Violating MCQ Guidelines
Questions were divided into either standard format (SF) or non-standard format (NSF) based upon previous MCQ item writing guidelines [8,9]. The specific criteria used to denote a question as NSF was: 1) the last distractor was all of the above (AOTA) are correct, 2) the last distractor was none of the above (NOTA) is correct, 3) Type-C format (Table 1), 4) modified K-type format (Table 1), and 5) negative worded stem (negative stem), i.e. which of the following is NOT correct? These five types were chosen because they can be identified easily and objectively. We note that the modified K-type format stayed the same on the tests. In other words, alternate different pairings for any of the questions, such as A and B are correct or B and C are correct, etc, were not included.
Analysis
Items were collected by type across exams. Thirteen questions were eliminated because of poor wording in the stem or in the answer choices, thus a total of 987 questions comprise the final analysis. Questions classified as NSF comprised about 43% (n = 420 over the 5 years) of the questions and this percentage was consistent across the four exams. The following psychometric indices were calculated for each item: item difficulty (p-value), item discrimination (D), and the point-biserial correlation (rpbis). In addition, the Kruder-Richardson formula 20 (KR20) internal consistency reliability was calculated for the overall test. Each index used in the psychometric investigation was defined along with guidelines for interpretation based on current recommendations [15].
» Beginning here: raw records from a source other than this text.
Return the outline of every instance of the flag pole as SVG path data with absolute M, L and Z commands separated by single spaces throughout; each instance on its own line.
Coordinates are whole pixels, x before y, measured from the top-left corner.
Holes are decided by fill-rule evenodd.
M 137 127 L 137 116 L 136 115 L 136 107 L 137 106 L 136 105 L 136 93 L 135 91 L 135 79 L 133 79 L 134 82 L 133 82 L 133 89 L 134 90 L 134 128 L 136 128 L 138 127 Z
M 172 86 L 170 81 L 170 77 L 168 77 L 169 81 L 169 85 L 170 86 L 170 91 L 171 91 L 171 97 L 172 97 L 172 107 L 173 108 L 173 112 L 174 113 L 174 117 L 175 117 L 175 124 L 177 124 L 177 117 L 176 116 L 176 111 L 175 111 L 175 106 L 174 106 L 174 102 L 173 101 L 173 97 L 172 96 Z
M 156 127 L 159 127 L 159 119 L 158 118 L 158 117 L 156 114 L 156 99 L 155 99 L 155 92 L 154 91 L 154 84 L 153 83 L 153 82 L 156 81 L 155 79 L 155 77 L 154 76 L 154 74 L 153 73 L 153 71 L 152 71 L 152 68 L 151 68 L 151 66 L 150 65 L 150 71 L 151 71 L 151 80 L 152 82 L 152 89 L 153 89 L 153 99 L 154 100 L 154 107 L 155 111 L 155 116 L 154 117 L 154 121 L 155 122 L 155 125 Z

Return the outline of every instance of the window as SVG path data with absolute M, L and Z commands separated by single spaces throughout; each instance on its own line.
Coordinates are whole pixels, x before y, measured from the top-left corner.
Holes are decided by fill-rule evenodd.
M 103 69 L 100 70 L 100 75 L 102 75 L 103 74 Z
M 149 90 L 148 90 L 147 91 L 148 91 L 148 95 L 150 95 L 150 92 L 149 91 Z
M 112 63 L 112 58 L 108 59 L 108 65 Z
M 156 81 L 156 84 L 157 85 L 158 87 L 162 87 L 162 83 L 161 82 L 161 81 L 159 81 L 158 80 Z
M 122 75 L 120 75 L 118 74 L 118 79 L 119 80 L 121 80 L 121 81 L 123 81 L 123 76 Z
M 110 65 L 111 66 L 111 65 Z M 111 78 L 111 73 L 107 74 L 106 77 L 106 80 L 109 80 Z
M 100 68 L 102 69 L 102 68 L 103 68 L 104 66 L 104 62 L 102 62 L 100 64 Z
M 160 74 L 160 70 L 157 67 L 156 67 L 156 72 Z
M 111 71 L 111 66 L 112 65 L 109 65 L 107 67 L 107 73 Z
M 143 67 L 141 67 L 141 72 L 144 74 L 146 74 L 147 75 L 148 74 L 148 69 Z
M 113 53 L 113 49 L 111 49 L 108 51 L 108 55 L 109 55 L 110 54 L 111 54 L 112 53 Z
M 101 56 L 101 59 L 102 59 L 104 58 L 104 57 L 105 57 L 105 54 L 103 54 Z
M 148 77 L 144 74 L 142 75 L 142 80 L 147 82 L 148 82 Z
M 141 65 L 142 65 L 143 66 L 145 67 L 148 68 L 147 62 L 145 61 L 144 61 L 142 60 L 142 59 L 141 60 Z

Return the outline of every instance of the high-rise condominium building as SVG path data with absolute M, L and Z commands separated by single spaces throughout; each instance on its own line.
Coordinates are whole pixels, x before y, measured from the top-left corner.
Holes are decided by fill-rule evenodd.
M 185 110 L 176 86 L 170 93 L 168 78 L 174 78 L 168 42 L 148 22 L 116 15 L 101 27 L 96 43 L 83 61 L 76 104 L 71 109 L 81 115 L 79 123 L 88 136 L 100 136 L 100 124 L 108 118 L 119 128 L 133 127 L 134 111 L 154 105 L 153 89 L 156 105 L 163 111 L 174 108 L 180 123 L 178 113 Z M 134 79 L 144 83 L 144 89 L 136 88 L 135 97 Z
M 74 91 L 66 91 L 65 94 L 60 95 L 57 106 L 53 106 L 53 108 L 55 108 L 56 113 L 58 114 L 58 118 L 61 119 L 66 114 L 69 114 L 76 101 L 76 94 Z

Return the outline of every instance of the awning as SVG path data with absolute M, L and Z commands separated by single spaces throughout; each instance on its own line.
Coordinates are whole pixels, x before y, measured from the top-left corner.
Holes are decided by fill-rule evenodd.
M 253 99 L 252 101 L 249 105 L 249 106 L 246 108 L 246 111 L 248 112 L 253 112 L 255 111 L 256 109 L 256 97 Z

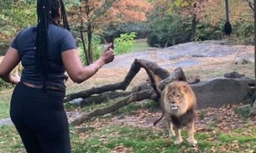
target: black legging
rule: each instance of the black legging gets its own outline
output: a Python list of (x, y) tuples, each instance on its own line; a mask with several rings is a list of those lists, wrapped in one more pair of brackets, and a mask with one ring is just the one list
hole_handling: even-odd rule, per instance
[(28, 87), (18, 83), (10, 115), (28, 153), (71, 153), (65, 92)]

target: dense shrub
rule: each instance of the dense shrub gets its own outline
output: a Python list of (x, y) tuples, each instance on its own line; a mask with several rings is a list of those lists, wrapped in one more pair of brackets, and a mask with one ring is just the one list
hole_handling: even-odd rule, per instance
[(151, 47), (168, 47), (185, 43), (191, 38), (191, 23), (179, 15), (166, 15), (149, 23), (148, 43)]
[(117, 54), (122, 54), (129, 53), (134, 45), (134, 38), (136, 38), (136, 33), (132, 32), (130, 33), (121, 34), (120, 37), (114, 39), (115, 53)]

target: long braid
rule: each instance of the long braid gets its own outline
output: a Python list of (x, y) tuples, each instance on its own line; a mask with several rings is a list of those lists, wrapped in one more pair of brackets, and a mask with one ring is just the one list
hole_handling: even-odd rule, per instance
[(35, 43), (35, 69), (42, 74), (43, 87), (45, 89), (49, 72), (48, 60), (48, 29), (50, 23), (58, 26), (54, 18), (58, 16), (58, 9), (61, 8), (63, 28), (70, 31), (69, 23), (62, 0), (37, 0), (38, 25)]
[(37, 0), (38, 25), (35, 43), (35, 69), (41, 73), (43, 86), (48, 77), (48, 28), (50, 18), (50, 4), (49, 0)]
[(68, 31), (71, 31), (71, 28), (69, 25), (69, 23), (67, 21), (67, 17), (66, 17), (66, 13), (65, 13), (65, 6), (64, 6), (64, 3), (62, 0), (60, 1), (60, 8), (61, 8), (61, 16), (62, 16), (62, 20), (63, 20), (63, 28), (67, 29)]

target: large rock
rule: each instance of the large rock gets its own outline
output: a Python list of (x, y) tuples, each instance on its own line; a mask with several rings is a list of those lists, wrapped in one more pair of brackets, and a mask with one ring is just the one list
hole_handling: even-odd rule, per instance
[(197, 108), (220, 108), (248, 99), (248, 83), (252, 79), (215, 78), (191, 84), (197, 99)]

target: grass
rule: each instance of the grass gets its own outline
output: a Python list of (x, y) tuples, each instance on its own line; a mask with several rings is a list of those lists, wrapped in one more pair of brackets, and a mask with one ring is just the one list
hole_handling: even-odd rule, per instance
[(0, 119), (9, 117), (10, 96), (0, 96)]
[[(0, 152), (25, 152), (17, 131), (13, 126), (0, 127)], [(244, 131), (251, 131), (245, 133)], [(253, 133), (254, 131), (254, 133)], [(128, 125), (109, 125), (101, 129), (80, 133), (71, 128), (72, 153), (91, 152), (251, 152), (256, 149), (256, 127), (230, 130), (218, 130), (197, 132), (196, 146), (187, 143), (187, 133), (182, 130), (184, 142), (177, 145), (174, 138), (167, 138), (165, 130), (137, 128)]]

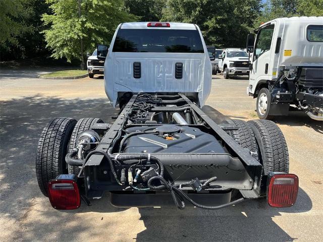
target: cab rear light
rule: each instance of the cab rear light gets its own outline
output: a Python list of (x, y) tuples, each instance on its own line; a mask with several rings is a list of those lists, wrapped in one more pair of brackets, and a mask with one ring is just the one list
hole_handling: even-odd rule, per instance
[(53, 208), (69, 210), (80, 207), (81, 199), (79, 189), (76, 180), (71, 177), (71, 179), (60, 179), (59, 176), (56, 179), (48, 182), (48, 197)]
[(169, 23), (150, 22), (147, 24), (147, 27), (171, 27), (171, 25)]
[(270, 177), (267, 199), (272, 207), (293, 206), (297, 198), (298, 177), (294, 174), (275, 174)]

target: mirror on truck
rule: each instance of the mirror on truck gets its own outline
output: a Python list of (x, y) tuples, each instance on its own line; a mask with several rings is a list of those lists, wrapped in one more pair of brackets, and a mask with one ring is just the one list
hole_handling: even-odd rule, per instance
[(105, 44), (98, 44), (97, 47), (96, 57), (99, 59), (105, 59), (107, 55), (109, 47)]
[(247, 36), (247, 52), (252, 53), (253, 52), (253, 45), (254, 44), (254, 34), (250, 33)]

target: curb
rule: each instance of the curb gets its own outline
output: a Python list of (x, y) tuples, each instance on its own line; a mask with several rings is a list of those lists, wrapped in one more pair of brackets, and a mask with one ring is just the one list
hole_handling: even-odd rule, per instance
[(89, 74), (87, 73), (82, 76), (76, 76), (75, 77), (43, 77), (41, 75), (38, 75), (37, 76), (37, 78), (41, 79), (49, 79), (49, 80), (71, 80), (71, 79), (79, 79), (80, 78), (84, 78), (84, 77), (88, 77)]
A test is said to be reliable if the test can be repeated across different conditions (e.g. time) and similar results are achieved. Internal consistency reliability is appropriate when one exam is administered to a set of examinees at one timepoint. The KR-20 reliability estimate was calculated; this index is used when items are dichotomously scored, such as correct/incorrect [15]. Values of KR-20 in the areas of 0.60–0.65 and higher have been recommended for health professions [16].
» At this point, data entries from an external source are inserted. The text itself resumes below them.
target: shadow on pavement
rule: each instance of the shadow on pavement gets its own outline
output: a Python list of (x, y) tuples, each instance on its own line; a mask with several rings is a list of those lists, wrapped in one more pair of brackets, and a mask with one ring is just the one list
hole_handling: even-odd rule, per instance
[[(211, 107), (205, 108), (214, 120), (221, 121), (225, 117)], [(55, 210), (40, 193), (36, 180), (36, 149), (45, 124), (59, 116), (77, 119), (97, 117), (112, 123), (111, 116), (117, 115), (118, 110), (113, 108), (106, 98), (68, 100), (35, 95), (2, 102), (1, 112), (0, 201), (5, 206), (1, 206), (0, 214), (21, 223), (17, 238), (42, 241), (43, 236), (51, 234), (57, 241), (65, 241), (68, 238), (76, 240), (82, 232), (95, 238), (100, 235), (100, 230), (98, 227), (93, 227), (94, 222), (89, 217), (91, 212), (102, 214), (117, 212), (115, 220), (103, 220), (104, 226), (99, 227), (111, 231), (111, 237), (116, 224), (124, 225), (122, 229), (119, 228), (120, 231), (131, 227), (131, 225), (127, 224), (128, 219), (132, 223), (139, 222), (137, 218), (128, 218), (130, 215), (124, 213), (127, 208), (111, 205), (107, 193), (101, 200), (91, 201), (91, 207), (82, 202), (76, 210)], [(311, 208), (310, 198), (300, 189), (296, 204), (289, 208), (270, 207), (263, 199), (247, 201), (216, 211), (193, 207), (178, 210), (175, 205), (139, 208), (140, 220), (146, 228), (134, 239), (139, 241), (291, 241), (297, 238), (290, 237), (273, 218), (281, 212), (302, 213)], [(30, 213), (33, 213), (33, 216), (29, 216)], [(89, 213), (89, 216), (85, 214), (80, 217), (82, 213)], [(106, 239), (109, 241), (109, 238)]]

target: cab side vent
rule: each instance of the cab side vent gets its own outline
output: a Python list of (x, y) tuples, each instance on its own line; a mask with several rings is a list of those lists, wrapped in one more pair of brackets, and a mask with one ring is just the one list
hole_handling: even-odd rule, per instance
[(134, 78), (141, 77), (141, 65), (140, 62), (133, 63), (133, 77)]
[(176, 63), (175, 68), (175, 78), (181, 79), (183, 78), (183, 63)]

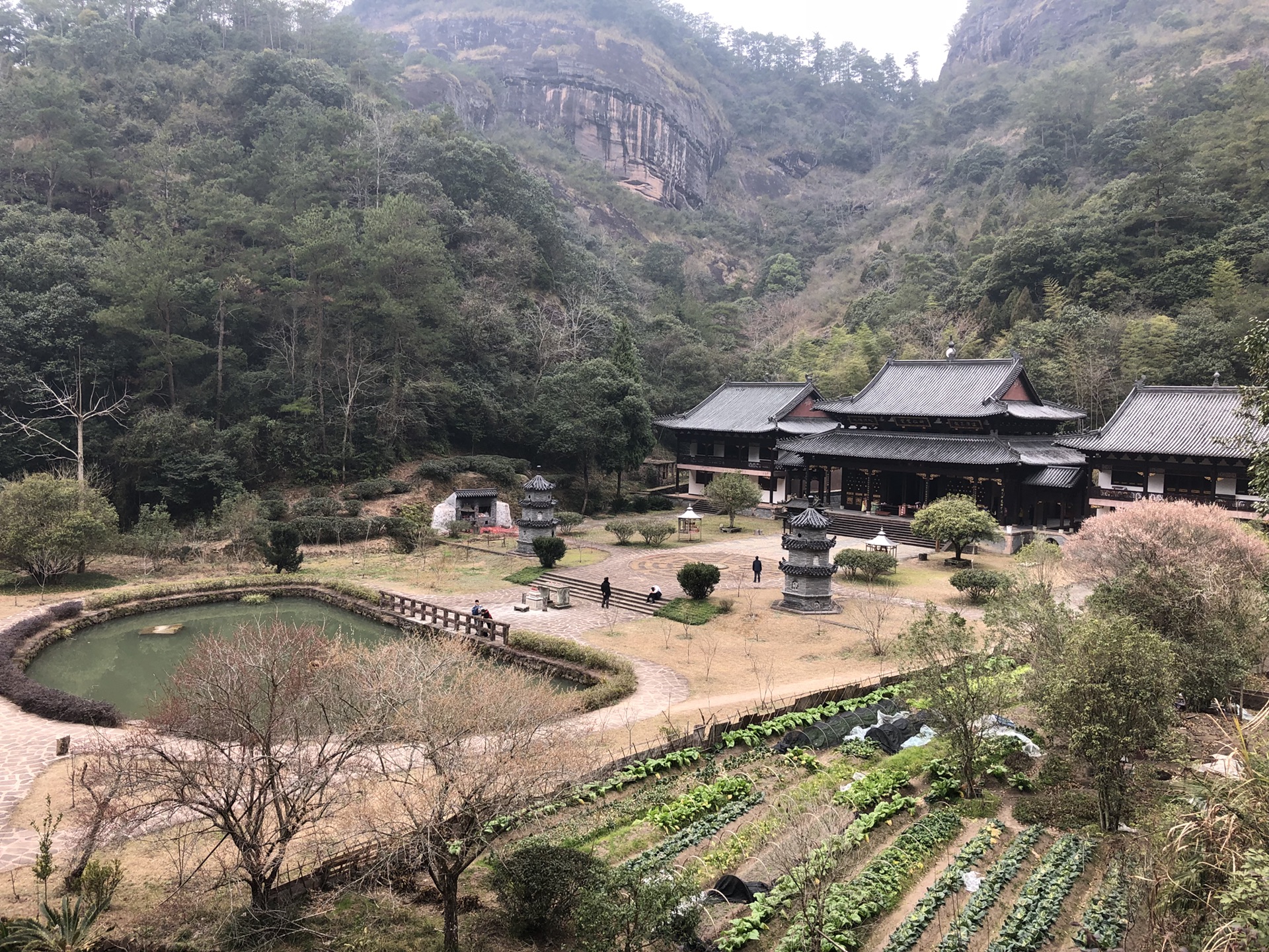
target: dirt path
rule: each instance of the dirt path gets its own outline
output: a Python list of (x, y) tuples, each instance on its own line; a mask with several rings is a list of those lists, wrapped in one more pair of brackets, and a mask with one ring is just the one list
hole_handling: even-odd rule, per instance
[[(991, 939), (996, 937), (1000, 927), (1004, 924), (1009, 913), (1013, 911), (1014, 901), (1018, 899), (1018, 894), (1022, 892), (1023, 886), (1027, 880), (1030, 878), (1032, 872), (1034, 872), (1036, 866), (1039, 863), (1041, 858), (1049, 850), (1049, 848), (1057, 842), (1057, 836), (1053, 835), (1052, 830), (1046, 830), (1044, 835), (1041, 836), (1039, 842), (1032, 847), (1030, 859), (1018, 871), (1014, 881), (1000, 894), (996, 899), (996, 904), (991, 908), (987, 918), (982, 920), (982, 928), (973, 934), (970, 941), (970, 947), (966, 952), (986, 952), (987, 946)], [(958, 894), (968, 900), (968, 894)], [(962, 901), (963, 905), (963, 901)], [(957, 910), (959, 913), (959, 909)], [(935, 941), (937, 943), (937, 941)], [(933, 946), (930, 947), (933, 948)]]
The item discrimination index (D) is used to distinguish between high achievers and low achievers. D is calculated as the proportion of correct responses in the upper group minus the proportion of correct responses in the lower group. A value of 0 indicates that the item has no discrimination and cannot distinguish students from upper and lower groups [15]. Values of 0.25 or higher have been recommended in the health sciences [16].
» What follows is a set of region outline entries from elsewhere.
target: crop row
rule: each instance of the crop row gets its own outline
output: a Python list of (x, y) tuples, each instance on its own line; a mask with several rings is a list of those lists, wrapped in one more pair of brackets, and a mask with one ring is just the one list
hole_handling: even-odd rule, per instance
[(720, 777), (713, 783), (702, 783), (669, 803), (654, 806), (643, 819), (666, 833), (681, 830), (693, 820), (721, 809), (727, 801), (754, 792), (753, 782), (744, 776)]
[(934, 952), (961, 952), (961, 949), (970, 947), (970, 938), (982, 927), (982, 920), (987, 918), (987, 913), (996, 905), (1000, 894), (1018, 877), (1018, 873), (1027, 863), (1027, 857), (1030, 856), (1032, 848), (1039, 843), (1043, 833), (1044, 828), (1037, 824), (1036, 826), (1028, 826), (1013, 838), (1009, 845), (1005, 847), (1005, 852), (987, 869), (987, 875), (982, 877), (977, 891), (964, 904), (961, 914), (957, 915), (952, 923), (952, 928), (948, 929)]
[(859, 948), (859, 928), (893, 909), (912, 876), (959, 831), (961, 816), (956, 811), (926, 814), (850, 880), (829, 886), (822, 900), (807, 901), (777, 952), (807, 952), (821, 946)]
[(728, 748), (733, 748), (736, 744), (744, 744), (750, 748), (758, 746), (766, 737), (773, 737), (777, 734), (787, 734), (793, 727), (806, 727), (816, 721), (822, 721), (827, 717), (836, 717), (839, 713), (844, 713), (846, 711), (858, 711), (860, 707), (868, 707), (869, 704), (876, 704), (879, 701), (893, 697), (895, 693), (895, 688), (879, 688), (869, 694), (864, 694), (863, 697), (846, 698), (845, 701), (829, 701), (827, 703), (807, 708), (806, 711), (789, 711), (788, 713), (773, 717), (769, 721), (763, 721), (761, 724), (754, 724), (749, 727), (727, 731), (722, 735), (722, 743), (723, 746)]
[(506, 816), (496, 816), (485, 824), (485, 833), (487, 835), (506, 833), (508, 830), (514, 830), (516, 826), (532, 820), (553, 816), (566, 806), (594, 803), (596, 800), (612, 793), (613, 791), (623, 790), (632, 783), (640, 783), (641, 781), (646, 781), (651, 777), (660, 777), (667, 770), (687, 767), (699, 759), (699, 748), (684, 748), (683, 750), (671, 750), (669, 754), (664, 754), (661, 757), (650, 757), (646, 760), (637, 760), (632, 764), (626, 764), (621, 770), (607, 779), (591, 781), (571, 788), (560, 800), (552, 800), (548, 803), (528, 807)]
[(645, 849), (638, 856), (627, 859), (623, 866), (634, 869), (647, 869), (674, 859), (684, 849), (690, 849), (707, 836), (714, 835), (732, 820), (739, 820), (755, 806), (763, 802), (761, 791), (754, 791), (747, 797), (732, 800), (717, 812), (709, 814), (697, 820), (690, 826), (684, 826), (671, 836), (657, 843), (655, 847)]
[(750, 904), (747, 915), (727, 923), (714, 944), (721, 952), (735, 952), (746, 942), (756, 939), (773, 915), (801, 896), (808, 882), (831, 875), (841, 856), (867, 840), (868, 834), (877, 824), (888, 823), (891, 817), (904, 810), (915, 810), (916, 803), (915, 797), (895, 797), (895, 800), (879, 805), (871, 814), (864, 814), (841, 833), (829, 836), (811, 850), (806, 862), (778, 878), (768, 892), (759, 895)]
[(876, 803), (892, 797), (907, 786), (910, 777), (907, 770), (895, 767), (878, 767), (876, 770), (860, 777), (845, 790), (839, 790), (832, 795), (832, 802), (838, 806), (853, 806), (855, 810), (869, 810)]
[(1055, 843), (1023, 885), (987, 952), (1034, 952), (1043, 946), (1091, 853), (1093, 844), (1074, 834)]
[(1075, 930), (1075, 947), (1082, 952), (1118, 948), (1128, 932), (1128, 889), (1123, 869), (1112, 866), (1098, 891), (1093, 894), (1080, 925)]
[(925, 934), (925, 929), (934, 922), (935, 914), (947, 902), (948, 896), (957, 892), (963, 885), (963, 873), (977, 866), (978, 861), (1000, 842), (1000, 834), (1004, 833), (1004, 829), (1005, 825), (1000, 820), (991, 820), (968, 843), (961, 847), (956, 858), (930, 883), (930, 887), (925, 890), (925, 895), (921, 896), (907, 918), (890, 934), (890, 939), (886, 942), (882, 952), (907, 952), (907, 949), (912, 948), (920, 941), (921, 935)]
Point-biserial correlation (rpbis), also called item-total correlation, is another class of discrimination index, and is based on correlations of item scores with the total test score [15]. An item with a discrimination index less than 0.2 is considered to have insufficient discriminatory ability [17]. Sometimes, extremely difficult or easy items are needed to cover course content and learning objectives, but they often have low discrimination values.
We conducted a distractor analysis to evaluate the performance of the item’s distractor choices. Effective distractors should represent plausible alternatives or common misconceptions or errors. Discrimination indices for distractors should be negative, indicating the distractor will attract more students in the lower group than in the upper group [15]. The response option is considered a non-functional distractor (NFD) if less than 5% of students select a given distractor [18].
An unpaired t-test was used to compare SF and NSF questions. This t-test was also done to compare the SF to the various subtypes of NSF questions. A one-way analysis of variance (ANOVA) was used to compare the subtypes of NSF questions.
Results
The data presented in the results are the mean ± standard error of the mean (SEM). The mean KR20 for the set of items (over all exams) was estimated as 0.757 ± 0.012, demonstrating acceptable internal consistency.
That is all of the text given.